10月22日に全国鉄鋼業合同委員会(NJCS)が締結した賃金協約は、2017年1月から保留となっていた。正社員は、最低保証給付の13%引き上げと付加給付・手当の26.5%増額だけ支給される。

2020年4月1日からの未払賃金は、SAIL従業員については一括で支払われる。RINL従業員については、現地の労使が支給日を決定する。

「SAILとRINLは主要鉄鋼会社として、ディーセント・ワークを達成するために組合と協調する責任がある。パンデミックによる厳しい経済情勢下で、双方が納得できる解決に至ったことに満足している」とINMF会長兼インダストリオール執行委員のG・サンジーバ・レディー博士は述べた。

この協約は11月に鉄鋼省に承認されると予想され、労働者は11月分の賃上げを12月に支給される。協約の有効期間は2017年1月1日からの10年間である。

「交渉は厳しかったが、一貫した共同活動によって好ましい結果を達成した。今回の合意に至ることができたのは、ひとえに工場レベルの強力な支援のおかげだ」とインダストリオール執行委員を務めるサンジャイ・バダブカールSMEFI書記長は述べた。

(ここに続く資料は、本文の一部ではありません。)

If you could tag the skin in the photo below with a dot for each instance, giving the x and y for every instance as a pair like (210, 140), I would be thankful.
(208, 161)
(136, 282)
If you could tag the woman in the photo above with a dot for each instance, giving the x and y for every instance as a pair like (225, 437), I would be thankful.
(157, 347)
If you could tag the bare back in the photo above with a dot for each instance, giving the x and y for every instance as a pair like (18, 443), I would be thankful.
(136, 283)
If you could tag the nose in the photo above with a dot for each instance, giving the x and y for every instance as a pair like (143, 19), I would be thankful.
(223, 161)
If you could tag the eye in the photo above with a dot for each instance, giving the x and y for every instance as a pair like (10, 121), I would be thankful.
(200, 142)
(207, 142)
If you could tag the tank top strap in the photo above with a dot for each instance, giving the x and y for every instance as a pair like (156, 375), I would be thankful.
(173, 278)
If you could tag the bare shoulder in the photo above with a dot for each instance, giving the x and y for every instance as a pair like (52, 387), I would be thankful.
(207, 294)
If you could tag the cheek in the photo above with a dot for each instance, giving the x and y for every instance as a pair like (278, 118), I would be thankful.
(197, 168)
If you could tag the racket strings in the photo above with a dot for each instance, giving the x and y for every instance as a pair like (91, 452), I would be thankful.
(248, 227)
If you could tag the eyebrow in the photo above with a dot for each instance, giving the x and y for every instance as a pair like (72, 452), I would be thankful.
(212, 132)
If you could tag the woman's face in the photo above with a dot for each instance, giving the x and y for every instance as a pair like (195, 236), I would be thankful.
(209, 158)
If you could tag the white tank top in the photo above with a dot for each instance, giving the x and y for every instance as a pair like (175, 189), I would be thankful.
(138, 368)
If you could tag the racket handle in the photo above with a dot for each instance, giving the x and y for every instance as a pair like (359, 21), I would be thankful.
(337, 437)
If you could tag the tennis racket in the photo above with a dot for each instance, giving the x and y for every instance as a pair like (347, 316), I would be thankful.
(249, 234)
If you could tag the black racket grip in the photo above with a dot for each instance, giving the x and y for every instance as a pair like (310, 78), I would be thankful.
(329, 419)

ケマル・ウズカン・インダストリオール書記次長は、この勝利に関して組合を祝福した。

「鉄鋼労組が集中的に注力し、他の民間鉄鋼メーカーに、この協約をインド鉄鋼業の全国ガイドラインとして尊重し、これに従うよう促すことを期待している」

NJCSは、SAIL/RINL経営陣とインドの中央労働組合連盟5団体で構成され、賃金と他のすべての社会・経済条件等を決定する。

SAILは公共部門の製鉄会社で、国内に多数の工場と約20の炭鉱・鉄鉱石鉱山がある。RINLはビシャカパトナムに主要鉄鋼工場を所有している。